Recently, I read, again, about the life of the Mongol chieftain Genghis Khan. Although I was appalled at the bloodshed and carnage he unleashed upon the world, I was equally struck by the extent to which he enabled the Renaissance in western Europe. By controlling and making safe passage between Europe and Asia, the great Khan, wittingly or not, sparked a flow and exchange of information and ideas that helped Europe to restore and revive itself in the latter centuries of the Middle Ages. Were it not for the Khan's decimating conquests, his storied ability to level entire civilizations in the course of a day, the vast stretches of land between Europe and Asia would have remained impassable for many more centuries. Europe would not have encountered and learned from the cultures of the Orient nearly as soon as it had and would not have thought to engage in exploration across the Atlantic when it did. The world would have been a very different place.
How ironic it is, then, that one of history's most violent individuals laid the groundwork for the birth of one of history's most brilliant eras.
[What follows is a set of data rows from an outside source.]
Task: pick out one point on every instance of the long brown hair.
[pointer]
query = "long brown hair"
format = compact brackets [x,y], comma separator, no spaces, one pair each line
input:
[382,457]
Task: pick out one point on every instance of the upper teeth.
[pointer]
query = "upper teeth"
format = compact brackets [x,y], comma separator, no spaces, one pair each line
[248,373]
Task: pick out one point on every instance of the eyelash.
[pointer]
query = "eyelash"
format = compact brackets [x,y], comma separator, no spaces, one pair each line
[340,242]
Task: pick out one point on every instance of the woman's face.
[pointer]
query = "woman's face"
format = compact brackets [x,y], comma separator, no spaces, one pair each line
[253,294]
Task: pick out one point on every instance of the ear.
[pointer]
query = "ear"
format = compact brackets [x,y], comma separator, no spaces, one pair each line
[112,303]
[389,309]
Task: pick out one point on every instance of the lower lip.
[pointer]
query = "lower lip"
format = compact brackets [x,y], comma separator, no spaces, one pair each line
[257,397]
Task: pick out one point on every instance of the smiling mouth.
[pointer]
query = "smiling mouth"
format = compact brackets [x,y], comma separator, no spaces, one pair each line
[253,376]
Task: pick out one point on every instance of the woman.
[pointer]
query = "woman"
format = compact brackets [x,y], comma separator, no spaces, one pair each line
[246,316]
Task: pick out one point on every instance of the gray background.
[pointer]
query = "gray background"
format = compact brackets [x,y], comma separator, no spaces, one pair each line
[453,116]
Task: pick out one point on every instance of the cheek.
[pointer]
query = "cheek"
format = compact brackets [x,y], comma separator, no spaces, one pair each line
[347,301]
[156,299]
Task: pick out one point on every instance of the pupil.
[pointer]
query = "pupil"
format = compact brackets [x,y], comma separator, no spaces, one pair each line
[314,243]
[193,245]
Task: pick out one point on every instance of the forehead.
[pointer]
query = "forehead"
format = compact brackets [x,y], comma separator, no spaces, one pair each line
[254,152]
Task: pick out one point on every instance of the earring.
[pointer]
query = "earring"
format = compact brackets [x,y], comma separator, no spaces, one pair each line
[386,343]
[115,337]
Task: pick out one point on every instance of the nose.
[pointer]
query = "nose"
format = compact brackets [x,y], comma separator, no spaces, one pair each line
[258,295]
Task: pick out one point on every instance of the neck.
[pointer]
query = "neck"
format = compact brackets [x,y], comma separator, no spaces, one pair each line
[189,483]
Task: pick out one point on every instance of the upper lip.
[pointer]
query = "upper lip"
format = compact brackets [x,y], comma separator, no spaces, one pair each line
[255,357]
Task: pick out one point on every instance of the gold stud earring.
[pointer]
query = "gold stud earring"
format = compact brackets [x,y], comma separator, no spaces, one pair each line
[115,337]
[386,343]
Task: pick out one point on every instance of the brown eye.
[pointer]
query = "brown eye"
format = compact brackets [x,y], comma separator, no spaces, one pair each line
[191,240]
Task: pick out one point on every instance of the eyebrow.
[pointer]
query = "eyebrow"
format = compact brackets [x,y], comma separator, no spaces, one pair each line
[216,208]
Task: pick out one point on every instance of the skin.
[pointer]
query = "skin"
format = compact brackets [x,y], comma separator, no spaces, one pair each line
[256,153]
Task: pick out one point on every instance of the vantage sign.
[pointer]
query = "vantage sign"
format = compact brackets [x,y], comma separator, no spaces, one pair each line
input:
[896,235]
We human beings try so hard to grasp what time and events mean and where everything is going, but our context and purview are so very small. We rarely know how our actions will affect the generations that follow us. Moreover, we rarely know when or how what we consider despicable turns out to enable something grander than we can imagine.
But the life of finitude is like that. We never know. What we do know, however, is that reasons only exist when life itself has one.